I am using tvm 0.19.0,and now I have an operator to be implemented in relay. Here is the original operator which is written in CPP and the new relay op I translated from.
CPP operator:
template <typename Scalar_I, typename Scalar_O>
class TsRank {
public:
void calc(Eigen::Ref<RowMatrix<Scalar_I>> arr, int64_t window, Eigen::Ref<RowMatrix<Scalar_O>> arrO) {
if(window == 0) {
arrO.setConstant(1);
return;
}
int rows = arr.rows();
int cols = arr.cols();
for(int j = window - 1; j < cols; ++j) {
for(int i = 0; i < rows; ++i) {
if (std::isnan(arr(i, j))) {
arrO(i, j) = NAN;
continue;
}
int64_t sum = 0;
for(int k = j + 1 - window; k < j + 1; ++k) {
if(arr(i, k) <= arr(i, j)) {
sum++;
}
}
arrO(i, j) = sum / (double)window;
}
}
arrO.block(0, 0, rows, std::min(window - 1, (int64_t)cols)).setConstant(NAN);
}
Relay op I wrote
def my_ts_rank(data, period):
"""Compute the rank value of the elements along each window sliding along each row
Parameters
----------
data : tvm.te.Tensor
The input tensor.
Returns
-------
"""
assert len(data.shape) == 2
B, N = data.shape
window_size = period
def valid(k, j):
return tvm.tir.all(j >= window_size - 1)
k = te.reduce_axis((0, window_size), name="k")
def rank_body(i, j):
idx = j + 1 - window_size + k
val = data[i, j]
return te.if_then_else(
valid(idx, j),
te.if_then_else(
tvm.tir.isnan(data[i, idx]),
tvm.tir.const(0.0, "float64"),
te.if_then_else(
data[i, idx] <= val,
tvm.tir.const(1.0 / window_size, "float64"),
tvm.tir.const(0.0, "float64")
)
),
tvm.tir.const(0.0, "float64")
)
sum_tensor = te.compute(
(B, N),
lambda i, j: te.sum(rank_body(i, j), axis=k),
name="rank_sum"
)
def final_rank(i, j):
val = data[i, j]
return te.if_then_else(
tvm.tir.any(window_size == 0),
tvm.tir.const(1.0, "float64"),
te.if_then_else(
tvm.tir.any(j < window_size - 1),
nan64,
te.if_then_else(
tvm.tir.isnan(val),
nan64,
sum_tensor[i, j]
)
)
)
return te.compute(data.shape, final_rank, name="rank_out")
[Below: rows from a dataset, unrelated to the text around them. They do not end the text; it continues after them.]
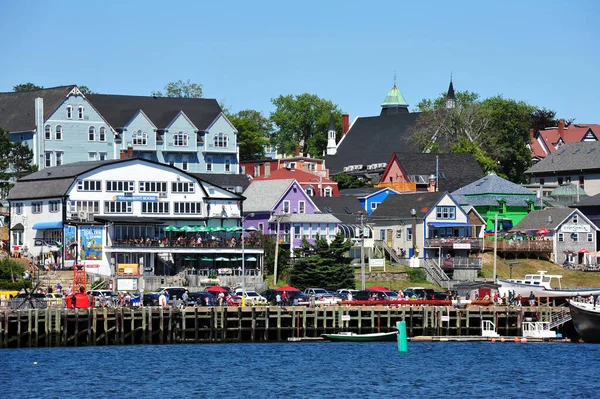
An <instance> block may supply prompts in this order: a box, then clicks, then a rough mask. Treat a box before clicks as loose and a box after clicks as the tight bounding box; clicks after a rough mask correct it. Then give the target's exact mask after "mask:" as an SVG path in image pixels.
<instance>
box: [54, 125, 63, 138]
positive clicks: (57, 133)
mask: <svg viewBox="0 0 600 399" xmlns="http://www.w3.org/2000/svg"><path fill="white" fill-rule="evenodd" d="M54 139H55V140H62V126H61V125H56V128H55V129H54Z"/></svg>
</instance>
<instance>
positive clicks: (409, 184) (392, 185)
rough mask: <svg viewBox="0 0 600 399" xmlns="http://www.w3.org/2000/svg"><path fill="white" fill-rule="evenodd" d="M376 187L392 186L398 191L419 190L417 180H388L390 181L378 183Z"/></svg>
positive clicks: (376, 185)
mask: <svg viewBox="0 0 600 399" xmlns="http://www.w3.org/2000/svg"><path fill="white" fill-rule="evenodd" d="M375 187H378V188H391V189H392V190H396V191H417V183H415V182H400V181H397V182H388V183H379V184H376V185H375Z"/></svg>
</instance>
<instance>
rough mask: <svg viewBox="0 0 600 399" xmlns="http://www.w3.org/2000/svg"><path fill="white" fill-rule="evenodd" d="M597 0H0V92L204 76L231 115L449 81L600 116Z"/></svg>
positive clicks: (169, 80)
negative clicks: (40, 0)
mask: <svg viewBox="0 0 600 399" xmlns="http://www.w3.org/2000/svg"><path fill="white" fill-rule="evenodd" d="M599 20H600V2H598V1H595V0H572V1H553V0H546V1H533V0H532V1H523V0H521V1H512V0H510V1H497V2H491V1H489V2H488V1H460V0H458V1H454V2H449V1H433V0H432V1H398V0H396V1H385V0H381V1H377V2H366V1H352V0H348V1H333V0H332V1H312V0H307V1H302V2H290V1H254V2H250V1H233V0H232V1H210V2H209V1H149V0H146V1H121V0H115V1H111V0H107V1H83V2H69V1H52V2H50V1H44V2H42V1H30V2H26V1H22V0H4V1H2V3H1V4H0V37H2V44H0V49H1V50H2V55H3V62H2V67H1V68H0V71H1V73H0V91H12V87H13V86H14V85H16V84H19V83H24V82H28V81H30V82H33V83H35V84H38V85H41V86H44V87H53V86H59V85H66V84H79V85H86V86H88V87H89V88H90V89H92V90H93V91H95V92H98V93H109V94H131V95H150V93H151V92H152V91H153V90H161V89H162V88H163V87H164V86H165V85H166V84H167V83H168V82H169V81H174V80H178V79H182V80H187V79H190V80H191V81H193V82H196V83H201V84H202V85H203V88H204V96H205V97H208V98H216V99H217V100H219V101H224V102H225V103H226V104H228V105H229V106H230V107H231V110H232V111H239V110H242V109H255V110H259V111H262V112H264V113H265V115H267V116H268V114H269V113H270V112H271V111H272V110H273V106H272V104H271V99H272V98H274V97H277V96H279V95H281V94H301V93H311V94H316V95H318V96H320V97H322V98H325V99H329V100H331V101H332V102H334V103H335V104H338V106H339V108H340V109H342V110H343V111H345V112H347V113H349V114H350V118H351V119H354V118H355V117H356V116H370V115H378V114H379V111H380V106H379V104H380V103H381V102H382V101H383V100H384V98H385V95H386V93H387V91H388V90H389V89H390V88H391V87H392V85H393V81H394V73H395V74H396V76H397V77H396V80H397V86H398V88H399V89H400V90H401V91H402V93H403V95H404V97H405V98H406V100H407V101H408V102H409V104H411V105H416V104H417V103H418V102H419V101H420V100H421V99H423V98H432V97H436V96H437V95H438V94H439V93H441V92H442V91H445V90H446V89H447V87H448V83H449V78H450V73H451V72H452V73H453V76H454V79H453V80H454V86H455V89H456V90H470V91H473V92H476V93H479V94H480V95H481V96H482V97H483V98H485V97H488V96H493V95H496V94H502V95H503V96H504V97H507V98H514V99H518V100H524V101H526V102H528V103H530V104H533V105H537V106H539V107H546V108H549V109H553V110H555V111H557V116H559V117H565V118H575V120H576V122H580V123H600V101H599V100H598V96H599V95H600V44H599V43H600V25H599V24H598V21H599Z"/></svg>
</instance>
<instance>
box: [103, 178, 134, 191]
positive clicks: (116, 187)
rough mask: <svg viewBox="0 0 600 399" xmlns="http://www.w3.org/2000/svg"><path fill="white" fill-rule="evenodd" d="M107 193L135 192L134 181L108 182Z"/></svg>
mask: <svg viewBox="0 0 600 399" xmlns="http://www.w3.org/2000/svg"><path fill="white" fill-rule="evenodd" d="M106 191H135V182H134V181H133V180H125V181H123V180H107V181H106Z"/></svg>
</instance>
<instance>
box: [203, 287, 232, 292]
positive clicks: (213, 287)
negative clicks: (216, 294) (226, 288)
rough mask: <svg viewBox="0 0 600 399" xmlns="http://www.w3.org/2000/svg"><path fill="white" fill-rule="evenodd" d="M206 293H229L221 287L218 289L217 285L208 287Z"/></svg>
mask: <svg viewBox="0 0 600 399" xmlns="http://www.w3.org/2000/svg"><path fill="white" fill-rule="evenodd" d="M206 291H207V292H229V291H227V290H226V289H225V288H223V287H219V286H218V285H213V286H212V287H208V288H207V289H206Z"/></svg>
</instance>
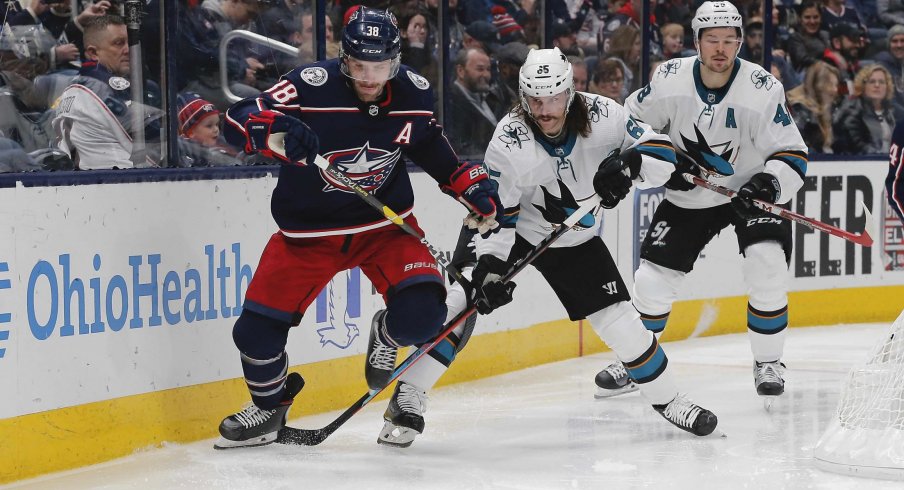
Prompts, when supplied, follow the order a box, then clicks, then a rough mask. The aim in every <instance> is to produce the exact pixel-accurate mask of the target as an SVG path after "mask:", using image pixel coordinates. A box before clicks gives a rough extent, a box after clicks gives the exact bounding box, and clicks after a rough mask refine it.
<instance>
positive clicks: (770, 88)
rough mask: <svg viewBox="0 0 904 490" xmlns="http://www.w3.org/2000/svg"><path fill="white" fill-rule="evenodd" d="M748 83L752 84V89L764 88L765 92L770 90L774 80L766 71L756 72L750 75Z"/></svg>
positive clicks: (756, 70)
mask: <svg viewBox="0 0 904 490" xmlns="http://www.w3.org/2000/svg"><path fill="white" fill-rule="evenodd" d="M750 81H751V82H753V86H754V87H756V88H758V89H761V88H765V89H766V90H770V89H771V88H772V86H773V85H774V84H775V79H774V78H772V75H771V74H770V73H768V72H767V71H766V70H756V71H755V72H753V73H751V74H750Z"/></svg>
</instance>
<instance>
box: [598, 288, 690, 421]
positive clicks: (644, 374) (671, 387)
mask: <svg viewBox="0 0 904 490" xmlns="http://www.w3.org/2000/svg"><path fill="white" fill-rule="evenodd" d="M587 319H588V320H590V325H591V326H593V330H594V331H595V332H596V333H597V335H599V336H600V338H601V339H602V340H603V342H605V343H606V345H608V346H609V348H610V349H612V351H613V352H615V355H617V356H618V358H619V359H620V360H621V361H622V362H623V363H624V364H625V369H627V371H628V374H630V375H631V378H632V379H634V381H635V382H636V383H637V385H638V387H639V388H640V390H641V392H642V393H643V394H644V396H645V397H646V398H647V399H648V400H649V401H650V403H652V404H654V405H656V404H663V403H668V402H670V401H671V400H672V399H673V398H675V396H676V395H677V394H678V390H677V388H676V387H675V383H674V381H673V380H672V377H671V374H670V371H669V370H668V369H667V368H668V363H669V360H668V357H666V355H665V352H664V351H663V350H662V347H660V346H659V342H657V341H656V336H655V335H653V333H652V332H650V331H648V330H647V329H646V328H644V326H643V324H642V323H641V322H640V321H639V320H640V317H639V315H638V313H637V311H636V310H635V309H634V308H633V307H632V306H631V305H630V304H628V302H626V301H622V302H620V303H616V304H614V305H611V306H608V307H606V308H604V309H602V310H600V311H598V312H596V313H594V314H592V315H590V316H588V317H587Z"/></svg>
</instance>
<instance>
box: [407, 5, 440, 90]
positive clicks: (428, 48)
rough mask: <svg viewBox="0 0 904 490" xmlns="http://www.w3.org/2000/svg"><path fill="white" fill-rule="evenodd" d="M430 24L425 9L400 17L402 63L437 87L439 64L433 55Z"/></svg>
mask: <svg viewBox="0 0 904 490" xmlns="http://www.w3.org/2000/svg"><path fill="white" fill-rule="evenodd" d="M429 29H430V24H428V23H427V16H426V14H425V13H424V12H423V11H419V10H415V11H413V12H409V13H408V14H407V15H406V16H404V17H400V18H399V32H400V35H401V36H402V63H405V64H406V65H408V66H410V67H411V68H414V69H415V70H416V71H417V72H418V73H420V74H421V75H423V76H424V77H425V78H426V79H427V80H429V81H430V84H431V85H433V86H434V87H436V85H437V82H438V81H439V64H438V61H437V60H436V57H434V56H433V46H434V43H435V41H433V40H432V37H431V32H430V30H429Z"/></svg>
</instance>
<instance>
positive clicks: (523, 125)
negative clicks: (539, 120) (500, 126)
mask: <svg viewBox="0 0 904 490" xmlns="http://www.w3.org/2000/svg"><path fill="white" fill-rule="evenodd" d="M499 141H501V142H502V144H504V145H505V148H506V149H507V150H509V151H511V150H513V149H514V148H515V147H518V148H521V143H524V142H526V141H530V130H528V129H527V126H526V125H525V124H524V123H523V122H521V121H511V122H509V123H508V124H506V125H505V126H503V127H502V134H500V135H499Z"/></svg>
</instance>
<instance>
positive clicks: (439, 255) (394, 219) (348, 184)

The problem is that the relay op I wrote is poor, cost as 4 times duration than the original one.
My question
The te.sum
is only allowed to be appeared in the top level of the expression, which forced me to create another Tensor by sum_tensor = te.compute(..., te.sum(...))
, I think this restriction caused the performance to deteriorate. Is there any suggestions to make it better?